Pew Analytics

Pew Analytics is a package containing many of the text and statistics utilities developed at the Pew Research Center over the years. Many of our research projects involve routine tasks specifically related to processing and analyzing data: things like cleaning up text documents, de-duplicating records, and looking for hidden clusters and groups. This package contains a collection of tools designed to make these tasks easier.

Installation

To install, you can use pip:

pip install git+https://github.com/pewresearch/pewanalytics#egg=pewanalytics

Or you can install from source:

git clone https://github.com/pewresearch/pewanalytics.git cd pewanalytics python setup.py install

Note

This is a Python 3 package. Though it is compatible with Python 2, many of its dependencies are planning to drop support for earlier versions if they haven’t already.
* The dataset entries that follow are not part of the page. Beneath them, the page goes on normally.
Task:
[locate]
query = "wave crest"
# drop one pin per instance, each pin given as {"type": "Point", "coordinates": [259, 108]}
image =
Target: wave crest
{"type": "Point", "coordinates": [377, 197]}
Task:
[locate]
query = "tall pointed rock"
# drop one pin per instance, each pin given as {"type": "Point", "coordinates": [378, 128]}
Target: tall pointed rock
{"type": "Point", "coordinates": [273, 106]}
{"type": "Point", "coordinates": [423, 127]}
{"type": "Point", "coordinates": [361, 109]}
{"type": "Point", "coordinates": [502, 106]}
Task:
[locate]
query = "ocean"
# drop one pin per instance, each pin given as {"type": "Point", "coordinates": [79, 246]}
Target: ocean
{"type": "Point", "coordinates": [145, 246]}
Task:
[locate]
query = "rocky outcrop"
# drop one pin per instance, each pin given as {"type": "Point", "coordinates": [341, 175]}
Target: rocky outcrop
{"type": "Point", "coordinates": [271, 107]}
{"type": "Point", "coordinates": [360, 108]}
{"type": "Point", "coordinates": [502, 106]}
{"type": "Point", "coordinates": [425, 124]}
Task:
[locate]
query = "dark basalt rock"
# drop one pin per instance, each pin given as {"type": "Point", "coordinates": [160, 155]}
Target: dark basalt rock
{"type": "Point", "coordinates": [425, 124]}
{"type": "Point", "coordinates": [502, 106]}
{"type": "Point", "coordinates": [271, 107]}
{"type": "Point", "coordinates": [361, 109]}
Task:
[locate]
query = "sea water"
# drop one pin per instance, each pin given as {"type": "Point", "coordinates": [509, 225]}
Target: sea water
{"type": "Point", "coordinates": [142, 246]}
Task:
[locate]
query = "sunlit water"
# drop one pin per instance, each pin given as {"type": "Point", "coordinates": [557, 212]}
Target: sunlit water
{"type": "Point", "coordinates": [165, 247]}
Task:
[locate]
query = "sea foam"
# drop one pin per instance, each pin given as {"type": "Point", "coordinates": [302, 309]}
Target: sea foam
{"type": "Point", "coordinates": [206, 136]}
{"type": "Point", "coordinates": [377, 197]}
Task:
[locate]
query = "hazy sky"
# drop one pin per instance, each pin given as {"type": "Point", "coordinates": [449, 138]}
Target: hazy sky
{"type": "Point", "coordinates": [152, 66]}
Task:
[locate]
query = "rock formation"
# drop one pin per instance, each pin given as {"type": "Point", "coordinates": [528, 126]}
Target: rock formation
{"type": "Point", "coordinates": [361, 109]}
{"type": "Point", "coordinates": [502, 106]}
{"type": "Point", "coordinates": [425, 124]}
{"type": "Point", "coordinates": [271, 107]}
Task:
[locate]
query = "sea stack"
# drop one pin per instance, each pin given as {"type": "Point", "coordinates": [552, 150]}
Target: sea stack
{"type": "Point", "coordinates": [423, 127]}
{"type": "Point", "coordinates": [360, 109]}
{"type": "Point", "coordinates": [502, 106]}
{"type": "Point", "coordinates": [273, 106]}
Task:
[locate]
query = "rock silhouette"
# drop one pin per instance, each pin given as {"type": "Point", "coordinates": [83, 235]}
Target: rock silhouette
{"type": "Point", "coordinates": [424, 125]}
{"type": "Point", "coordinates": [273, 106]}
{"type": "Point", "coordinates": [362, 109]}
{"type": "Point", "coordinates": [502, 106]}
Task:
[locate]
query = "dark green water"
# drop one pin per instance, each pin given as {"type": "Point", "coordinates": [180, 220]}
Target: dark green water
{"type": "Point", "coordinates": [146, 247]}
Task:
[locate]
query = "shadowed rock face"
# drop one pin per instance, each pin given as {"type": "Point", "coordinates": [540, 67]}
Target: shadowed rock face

We highly recommend you upgrade to Python 3.

Installation Troubleshooting

Using 64-bit Python

Some of our libraries require the use of 64-bit Python. If you encounter errors during installation that are related to missing libraries, you may be using 32-bit Python. We recommend that you uninstall this version and switch to a 64-bit version instead. On Windows, these will be marked with x86-64; you can find the latest 64-bit versions of Python here.

Installing ssdeep

ssdeep is an optional dependency that can be used by the pewtils.get_hash() function in Pewtils. Installation instructions for various Linux distributions can be found in the library’s documentation. The ssdeep Python library is not currently compatible with Windows. Installing ssdeep on Mac OS may involve a few additional steps, detailed below:

  1. Install Homebrew

  2. Install xcode

    xcode-select --install
    
  3. Install system dependencies

    brew install pkg-config libffi libtool automake
    ln -s /usr/local/bin/glibtoolize /usr/local/bin/libtoolize
    
  4. Install ssdeep with an additional flag to build the required libraries

    BUILD_LIB=1 pip install ssdeep
    
  5. If step 4 fails, you may need to redirect your system to the new libraries by setting the following flags:

    export LIBTOOL=`which glibtool`
    export LIBTOOLIZE=`which glibtoolize`
    

    Do this and try step 4 again.

  6. Now you should be able to run the main installation process detailed above.